Anthony Downs

Anthony Downs ( born November 21, 1930 in Evanston, USA) is an American political scientist and economist.

Life

He studied economics and political science at Carleton College in Northfield, Minnesota and his doctorate in 1956 at Stanford University. Subsequently, he was, inter alia, Professor at the University of Chicago, an analyst at the RAND Corporation and president of the Real Estate Research Corporation. Since 1977 he is a senior fellow for economic studies at the Brookings Institution in Washington, DC. He focuses on democracy research and demographic change.

His ideas of democracy

Downs is a democracy as competition from at least two parties to the exercise of state authority before which opens into recurring elections in which each voter has one vote.
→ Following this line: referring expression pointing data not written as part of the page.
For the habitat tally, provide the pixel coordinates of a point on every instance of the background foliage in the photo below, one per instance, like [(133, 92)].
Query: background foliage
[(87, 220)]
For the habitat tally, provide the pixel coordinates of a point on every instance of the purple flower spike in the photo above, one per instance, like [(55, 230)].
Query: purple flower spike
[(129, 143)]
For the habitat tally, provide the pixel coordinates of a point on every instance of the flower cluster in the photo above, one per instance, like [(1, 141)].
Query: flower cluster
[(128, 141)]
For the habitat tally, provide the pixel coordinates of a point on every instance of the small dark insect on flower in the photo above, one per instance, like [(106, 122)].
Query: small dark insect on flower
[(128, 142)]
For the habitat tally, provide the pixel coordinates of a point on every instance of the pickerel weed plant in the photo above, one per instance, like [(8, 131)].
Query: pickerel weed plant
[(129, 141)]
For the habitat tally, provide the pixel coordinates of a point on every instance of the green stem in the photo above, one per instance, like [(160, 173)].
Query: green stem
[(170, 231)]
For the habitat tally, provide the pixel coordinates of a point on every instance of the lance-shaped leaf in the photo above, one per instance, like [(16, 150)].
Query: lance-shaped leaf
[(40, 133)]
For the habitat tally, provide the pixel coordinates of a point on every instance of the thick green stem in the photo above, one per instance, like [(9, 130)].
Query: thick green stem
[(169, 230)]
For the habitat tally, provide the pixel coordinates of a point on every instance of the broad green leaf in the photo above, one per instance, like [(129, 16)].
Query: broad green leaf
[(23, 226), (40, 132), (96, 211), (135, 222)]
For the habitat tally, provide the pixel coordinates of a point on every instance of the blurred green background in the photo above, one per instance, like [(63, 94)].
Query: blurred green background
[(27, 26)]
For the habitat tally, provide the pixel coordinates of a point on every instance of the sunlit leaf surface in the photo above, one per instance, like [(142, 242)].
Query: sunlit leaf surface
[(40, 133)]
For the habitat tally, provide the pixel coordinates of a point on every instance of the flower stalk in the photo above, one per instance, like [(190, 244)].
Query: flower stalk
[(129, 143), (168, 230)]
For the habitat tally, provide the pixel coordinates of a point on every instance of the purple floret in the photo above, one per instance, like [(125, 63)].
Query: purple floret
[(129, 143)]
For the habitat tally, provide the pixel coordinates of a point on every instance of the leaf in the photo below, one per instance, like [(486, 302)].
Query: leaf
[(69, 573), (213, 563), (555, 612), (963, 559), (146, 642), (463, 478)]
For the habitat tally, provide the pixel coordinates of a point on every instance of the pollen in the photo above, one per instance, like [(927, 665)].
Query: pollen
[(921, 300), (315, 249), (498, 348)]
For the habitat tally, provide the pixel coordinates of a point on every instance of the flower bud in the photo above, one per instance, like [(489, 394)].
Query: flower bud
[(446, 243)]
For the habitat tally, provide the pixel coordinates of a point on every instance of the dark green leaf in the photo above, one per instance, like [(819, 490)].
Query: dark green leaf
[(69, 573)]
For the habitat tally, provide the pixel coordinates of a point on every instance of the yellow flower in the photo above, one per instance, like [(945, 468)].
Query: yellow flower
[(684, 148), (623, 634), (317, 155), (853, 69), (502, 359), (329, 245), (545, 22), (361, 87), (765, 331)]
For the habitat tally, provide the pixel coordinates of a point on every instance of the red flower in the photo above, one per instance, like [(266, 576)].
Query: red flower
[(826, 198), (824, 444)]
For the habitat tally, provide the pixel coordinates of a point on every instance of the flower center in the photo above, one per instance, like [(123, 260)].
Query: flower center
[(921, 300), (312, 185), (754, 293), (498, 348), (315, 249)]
He sees democracy as a process, as a complex exchange system in which individual actors ( voters ) and collective actors (parties) communicate with each other and make their choices according to the maximization of the expected intrinsic utility. Downs understands politics analogous to the economy as a market in which entrepreneurs (parties) buyers ( citizens) offer goods (political programs ). This leads to the rationality axiom of individual utility maximization on the part of " provider" ( parties, government, politicians ) who are in power and their acquisition of power from, and the "consumers" (citizens, voters ). The political program is the parties merely as a means to an end. The rational voter pulls, so Downs, before each election, a cost -benefit balance. Incidental expenses such as the acquisition of information, the thinning of party programs and finally the arrival to the ballot box and the lost time, exceed the resulting benefit. Because, as Downs on, it is not certain whether the selected party will actually form the government. This state of affairs referred Downs as " paradox of voting ". In large democracies, voter turnout, according to Downs would have considerations, are close to zero.

Two of the main theses of Downs, the thesis of the vote maximizing political Provider ( ~ parties ) and the Eigennutzaxiom and principle of rationality on the part of consumers (~ electorate ) so that elections are a central "exchange place " of democracy. The modeling of political processes in accordance with an act of exchange and the basis of the rationality calculus is the approach of the new political economy.

His conditions for a democratic system of government are a full-fledged party competition and public appointments on the basis of universal suffrage. This should take place periodically.

As his most important work applies the published in 1957 in New York City An Economic Theory of Democracy, published in 1968 in German under the title "Economic Theory of Democracy" in Tübingen.

Downs is a member of the Mont Pelerin Society.